Мы с гоготом и визгом расположились на стульях, а Джеффриз уселся на край стола и лениво болтал тощими ногами - он всегда носил штаны в обтяжку. Его черные глазки, казавшиеся еще меньше по сравнению с грузным носом, алчно блестели. Чокрофт все еще стоял.
– Вот тут я впервые почувствовал угрызения совести, - продолжал П.
– Он был такой бледный, сдержанный и невозмутимый; он посмотрел на меня и, когда я попытался ответить вызывающим взглядом, спокойно и презрительно отвел глаза. Помню, я подумал: "Зачем мы пришли? Мы вовсе не такие люди, чтобы забавляться подобными шутками". И это была правда. Только в Джеффриза временами точно бес вселялся, да еще был среди нас некто Эндерсон, малорослый человечек в длинном пальто, красноносый, длиннорукий и всегда полупьяный (этот отчаянный забулдыга давным-давно уже стал учителем), но, кроме них двоих, никто из нас сам по себе никогда не вошел бы незваный в чужую комнату и не стал бы оскорблять ее хозяина, каким бы тот ни был книжным червем и как бы плохо к нему все ни относились. В нашей компании были: белобрысый студент по фамилии Бийл с кривыми ногами и красивым, но невыразительным лицом, которого все звали Балбес Бийл; неуклюжий Дансдейл, длиннолицый, веснушчатый, непременный участник всех студенческих сумасбродств, считавшийся, однако, вполне респектабельным молодым человеком; Хорден (его обычно звали просто Джоз) - рослый, ладно скроенный уроженец Кента с ласковыми глазами и кулаками, как молот; Стикленд - суетливый, благодушный; Севенокс, ныне член палаты лордов; малыш Холинброк, наш староста, и наконец мой школьный товарищ Фосдайк, которому чувство собственного достоинства уже и тогда не позволило бы принять участие в этой затее, не побывай он перед тем на веселом обеде.

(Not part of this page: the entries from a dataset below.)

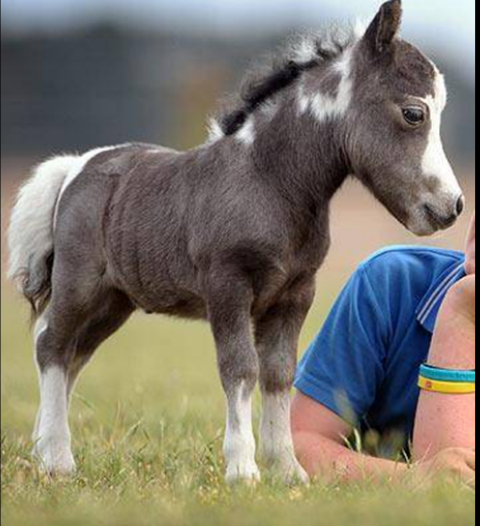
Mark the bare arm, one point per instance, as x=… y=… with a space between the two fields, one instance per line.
x=448 y=421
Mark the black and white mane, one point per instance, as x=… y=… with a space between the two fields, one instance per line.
x=264 y=82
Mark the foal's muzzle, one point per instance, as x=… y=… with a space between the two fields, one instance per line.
x=442 y=221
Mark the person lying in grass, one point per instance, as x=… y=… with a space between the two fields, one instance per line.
x=406 y=313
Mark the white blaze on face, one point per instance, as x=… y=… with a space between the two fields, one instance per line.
x=435 y=163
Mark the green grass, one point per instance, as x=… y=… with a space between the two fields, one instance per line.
x=147 y=422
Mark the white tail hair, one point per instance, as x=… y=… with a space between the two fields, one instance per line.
x=30 y=236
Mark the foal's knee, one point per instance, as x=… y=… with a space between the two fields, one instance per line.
x=278 y=372
x=49 y=349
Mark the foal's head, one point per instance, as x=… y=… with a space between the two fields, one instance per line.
x=394 y=117
x=379 y=101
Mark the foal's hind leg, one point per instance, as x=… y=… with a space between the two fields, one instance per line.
x=115 y=310
x=277 y=336
x=68 y=335
x=229 y=305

Словом, как видите, все мы или почти все вышли из "лучших" школ страны, считались "лучшими" студентами М., - и, естественно, каждый в отдельности был не способен, никак не способен на поступок, недостойный порядочного человека.

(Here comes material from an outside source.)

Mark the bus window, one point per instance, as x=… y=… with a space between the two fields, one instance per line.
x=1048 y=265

Джеффриз провозгласил себя судьей, Эндерсона назначил тюремным надзирателем, Дансдейла - прокурором, всех остальных - присяжными и, даже не подумав о защитнике, открыл заседание суда. Как я уже говорил, он был малый остроумный и теперь, болтая ногами и уставясь в лицо Чокрофту злобными черными глазками, принялся один играть все наши роли. Характер обвинения не позволяет мне пересказать вам процесс во всех подробностях, да, по правде говоря, я их и не помню; зато, как сейчас, вижу бледное, спокойное, насмешливое лицо Чокрофта в тусклом мерцании трех свечей и слышу, как он повторяет: "Я тебя слушаю, Джеффриз". Помню, только раз он запротестовал: "И ты считаешь себя джентльменом, Джеффриз?" "Нет, сэр, с благословения божьей матери я судья", - ответил тот, и мы все покатились со смеху. До сих пор помню выражение лица Чокрофта, когда прозвучал вопрос: "Подсудимый, признаете ли вы себя виновным?" Он долго молчал, потом саркастическим тоном неторопливо ответил: "Как тебе угодно, Джеффриз". Сколько невозмутимого, холодного презрения было в его ответе! Приговор гласил, что он должен выпить залпом полный бокал портвейна из собственных запасов; не знаю, был ли этот приговор приведен в исполнение: я незаметно вышел из комнаты, и вместе со мной ускользнули, кажется, еще двое.